EU Members Split on Recognizing Kosovo

ReutersKosovo Serbs attending a demonstration in the village of Strbce on Monday.
BRUSSELS, Belgium -- European powers France, Britain and Germany led the 27-nation European Union on Monday in recognizing Kosovo's independence. Spain and Slovakia, however, called Kosovo's move illegal.

U.S. President George W. Bush, meanwhile hailed Kosovo's bid for statehood and the U.S. government extended formal recognition to it as "a sovereign and independent state."

France's foreign minister announced that President Nicolas Sarkozy had sent a letter to Pristina to announce that Paris was establishing diplomatic ties with Europe's newest country.

"We intend to recognize Kosovo," Bernard Kouchner told reporters at the end of an EU foreign ministers' meeting held a day after Kosovo declared independence from Serbia.

British Foreign Secretary David Miliband and German Foreign Minister Frank-Walter Steinmeier followed with similar announcements. "A majority of the EU states will recognize Kosovo, Steinmeier predicted.

But Slovakia and Spain made it clear that Kosovo's independence bid -- and efforts to recognize it -- were illegal under international law.

"Slovakia does not see a way to recognize Kosovo," Slovakia's Foreign Minister Jan Kubis said.
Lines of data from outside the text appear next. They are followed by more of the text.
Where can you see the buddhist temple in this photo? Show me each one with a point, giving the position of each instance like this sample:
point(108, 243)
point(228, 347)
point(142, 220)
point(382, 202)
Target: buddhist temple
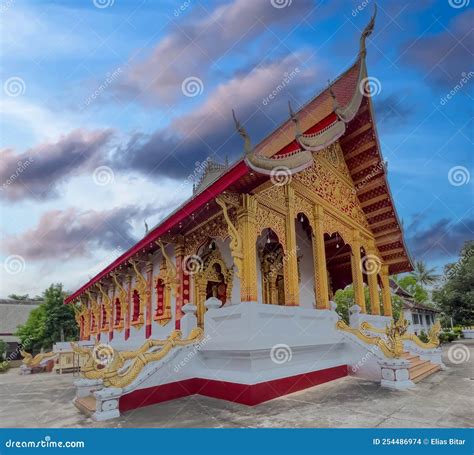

Slovakia, with a sizable Hungarian minority, fears Kosovo's move will encourage ethnic tensions.

Foreign ministers agreed that Kosovo deserved a rare exemption from international law, saying its unilateral declaration was justified by Belgrade's oppression and Serb leaders' rejection of a negotiated final status for the region.

That statement made it possible for some EU nations to recognize Kosovo's independence as an exception to the rule of "territorial integrity" under international law.

Seventeen other member states will "move quickly" to back Germany, France and Britain, Steinmeier said.

Spain said earlier that it would not recognize Kosovo's independence.

"We're not going to recognize it because we don't consider that it respects international law," Foreign Minister Miguel Angel Moratinos said.

Spain's opposition to Kosovo's independence is rooted in the fear that independence-minded regions in Spain -- notably the Basque area -- may similarly secede.

Greece, Romania and Cyprus also are against Kosovo's new status.

U.S. Secretary of State Condoleezza Rice said in a statement that Bush "has responded affirmatively" to Kosovo's request to establish diplomatic relations.

"The establishment of these relations will reaffirm the special ties of friendship that have linked together the people of the United States and Kosovo," the statement said.